Nevoid Basal Cell Carcinoma Syndrome Medication
- Author: Daniel Berg, MD; Chief Editor: Dirk M Elston, MD more...
Topical agents such as imiquimod and 5-fluorouracil are available and have been approved for treatment of basal cell carcinoma (BCC) in the United States. These medications have a lower cure rate than surgical therapy but may be useful adjuncts in patients with multiple lesions.
Investigations and clinical trials are evaluating the use of these and other novel agents such as ALA and methyl-ALA in topical photodynamic therapy, tazarotene (Tazorac), and newly developed HH pathway inhibitors, both topical and systemic. Tazarotene and photodynamic therapy are available (off-label), and vismodegib (hedgehog inhibitor) and more recently sonidegib are now FDA approved for the treatment of metastatic or locally advanaced BCC—as such, their use solely in NBCSS, while clearly effective, also remains off-label at present.
Topical Skin Product
Agents such as imiquimod and 5-fluorouracil are approved in the United States for use topically for BCC. Despite the lower cure rate (than with surgery), imiquimod and 5-fluorouracil may play a useful role in allowing patients to treat their own selected smaller lesions, especially superficial BCCs on the trunk and extremities.
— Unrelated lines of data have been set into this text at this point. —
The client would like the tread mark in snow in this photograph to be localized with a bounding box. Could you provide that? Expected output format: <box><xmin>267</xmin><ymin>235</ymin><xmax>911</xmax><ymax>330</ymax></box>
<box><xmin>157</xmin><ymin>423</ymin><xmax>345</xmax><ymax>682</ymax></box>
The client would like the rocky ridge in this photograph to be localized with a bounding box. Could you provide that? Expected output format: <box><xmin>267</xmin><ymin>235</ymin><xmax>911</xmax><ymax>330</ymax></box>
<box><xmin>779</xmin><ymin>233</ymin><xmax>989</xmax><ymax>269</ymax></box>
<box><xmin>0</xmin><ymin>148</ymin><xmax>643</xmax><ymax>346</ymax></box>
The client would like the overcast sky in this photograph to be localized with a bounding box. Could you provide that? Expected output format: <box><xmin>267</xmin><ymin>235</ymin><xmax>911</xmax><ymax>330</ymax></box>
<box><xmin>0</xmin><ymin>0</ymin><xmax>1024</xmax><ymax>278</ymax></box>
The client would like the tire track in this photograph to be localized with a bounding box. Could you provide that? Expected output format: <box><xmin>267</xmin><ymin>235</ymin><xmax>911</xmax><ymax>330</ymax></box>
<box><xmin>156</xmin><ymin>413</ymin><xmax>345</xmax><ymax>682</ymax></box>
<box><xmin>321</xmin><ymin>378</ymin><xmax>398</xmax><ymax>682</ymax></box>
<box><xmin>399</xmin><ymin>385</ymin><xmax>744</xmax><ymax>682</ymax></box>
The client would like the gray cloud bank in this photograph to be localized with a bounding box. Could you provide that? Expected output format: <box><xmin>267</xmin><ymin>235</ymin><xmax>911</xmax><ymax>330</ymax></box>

In general, such medications should be considered best for use in smaller or more superficial lesions, away from critical anatomic sites.
The precise mechanism of imiquimod on superficial BCC is unknown. It may increase tumor infiltration of lymphocytes, dendritic cells, and macrophages. It is indicated for biopsy-confirmed, primary superficial BCC in adults with normal immune systems. Additionally, tumors generally should not exceed 2 cm in diameter on certain areas of the body. It is indicated primarily when surgical methods are not appropriate, including in situations in which, because of multiple lesions, scarring from surgical methods may be a consideration.
5-Fluorouracil is a cycle-specific agent that has activity as single agent and, for many years, has been combined with the biochemical modulator leucovorin. It is shown to be effective in an adjuvant setting. 5-Fluorouracil inhibits tumor cell growth through at least 3 different mechanisms that ultimately disrupt DNA synthesis or cellular viability. It is used topically for the management of superficial BCC.